Further, a door having the same structure as the charging opening may be attached to the extraction lip as well. In this case, further energy loss within the furnace can be prevented.

[Effects of the Invention] According to the continuous heating furnace of the present invention, the space formed at the side of the metal material at the bottom of the zero charging bank can be sealed with a sealing member, so that the metal material can be kept inside the furnace. When charging the furnace, the metal material can be taken in while the charging port is reliably shielded and the inside of the furnace is isolated from the outside air. Therefore, it is possible to prevent the flame or high-temperature atmosphere in the furnace from dissipating, or to prevent cold outside air from entering, thereby preventing energy loss.

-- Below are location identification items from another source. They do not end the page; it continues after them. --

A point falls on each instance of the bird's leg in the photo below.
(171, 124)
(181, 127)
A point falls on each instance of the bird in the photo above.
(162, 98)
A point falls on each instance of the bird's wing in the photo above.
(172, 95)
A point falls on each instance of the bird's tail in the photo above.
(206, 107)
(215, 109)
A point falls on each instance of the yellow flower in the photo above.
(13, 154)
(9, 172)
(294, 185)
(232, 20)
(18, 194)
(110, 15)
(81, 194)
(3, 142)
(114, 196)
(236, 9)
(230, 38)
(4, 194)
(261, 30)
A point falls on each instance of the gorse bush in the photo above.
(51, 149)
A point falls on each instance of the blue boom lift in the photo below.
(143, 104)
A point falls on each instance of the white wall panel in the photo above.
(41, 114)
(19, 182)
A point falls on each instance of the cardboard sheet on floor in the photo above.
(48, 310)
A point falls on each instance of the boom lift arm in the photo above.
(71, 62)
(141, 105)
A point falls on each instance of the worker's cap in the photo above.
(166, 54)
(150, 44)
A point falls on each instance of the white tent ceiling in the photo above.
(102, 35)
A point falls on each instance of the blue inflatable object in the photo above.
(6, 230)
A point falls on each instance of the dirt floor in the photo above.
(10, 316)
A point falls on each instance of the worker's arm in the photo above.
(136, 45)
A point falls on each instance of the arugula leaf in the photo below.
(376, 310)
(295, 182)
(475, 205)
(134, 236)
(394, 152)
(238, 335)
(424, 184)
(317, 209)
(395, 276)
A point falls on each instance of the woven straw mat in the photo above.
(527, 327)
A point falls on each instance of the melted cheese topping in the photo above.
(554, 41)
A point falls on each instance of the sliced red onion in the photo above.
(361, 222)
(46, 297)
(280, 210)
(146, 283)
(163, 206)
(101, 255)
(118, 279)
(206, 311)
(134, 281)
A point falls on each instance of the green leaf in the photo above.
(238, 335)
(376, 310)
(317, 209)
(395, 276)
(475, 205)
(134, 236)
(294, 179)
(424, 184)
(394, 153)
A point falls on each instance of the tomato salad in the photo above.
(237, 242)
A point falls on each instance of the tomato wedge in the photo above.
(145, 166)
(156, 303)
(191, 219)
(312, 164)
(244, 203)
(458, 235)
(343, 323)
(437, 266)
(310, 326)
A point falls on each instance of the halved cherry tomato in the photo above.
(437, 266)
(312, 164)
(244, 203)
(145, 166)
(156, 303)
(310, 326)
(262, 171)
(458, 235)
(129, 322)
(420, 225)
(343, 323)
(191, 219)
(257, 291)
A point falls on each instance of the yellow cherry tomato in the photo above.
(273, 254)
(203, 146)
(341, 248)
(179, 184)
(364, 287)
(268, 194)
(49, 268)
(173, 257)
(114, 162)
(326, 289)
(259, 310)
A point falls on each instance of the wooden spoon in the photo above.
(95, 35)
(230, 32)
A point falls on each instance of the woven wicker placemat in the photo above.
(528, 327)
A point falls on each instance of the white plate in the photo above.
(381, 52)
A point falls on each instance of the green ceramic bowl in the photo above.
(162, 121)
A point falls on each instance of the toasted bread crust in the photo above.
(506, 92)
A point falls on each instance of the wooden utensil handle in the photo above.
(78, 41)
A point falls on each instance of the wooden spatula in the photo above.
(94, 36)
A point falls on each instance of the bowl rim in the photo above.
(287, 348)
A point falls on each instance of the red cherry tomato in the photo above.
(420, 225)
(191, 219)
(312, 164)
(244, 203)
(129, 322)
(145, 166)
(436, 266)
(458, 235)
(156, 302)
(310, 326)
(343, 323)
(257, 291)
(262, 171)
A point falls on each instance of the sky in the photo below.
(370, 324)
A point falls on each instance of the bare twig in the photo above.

[Brief explanation of the drawing]

FIG. 1 is a front view of a charging port door used in a continuous heating furnace according to an embodiment of the present invention, FIG. 2 is a plan view illustrating the operation of the charging port shown in FIG. 1, and FIG. The figure is a schematic sectional view of a continuous heating furnace according to an embodiment of the present invention. 12... Continuous heating furnace, 18... Charging port, 22...
- Loading port door, 24... script body, 34.36... side seal door.

Claims (1)

[Claims] In a continuous heating furnace that sequentially takes in metal materials from a charging port and heats them, the charging port is provided with a charging port door that rises and opens. 1. A continuous heating furnace characterized by comprising a side seal member that moves horizontally during loading and shields a gap formed on the side of a metal material at a charging port.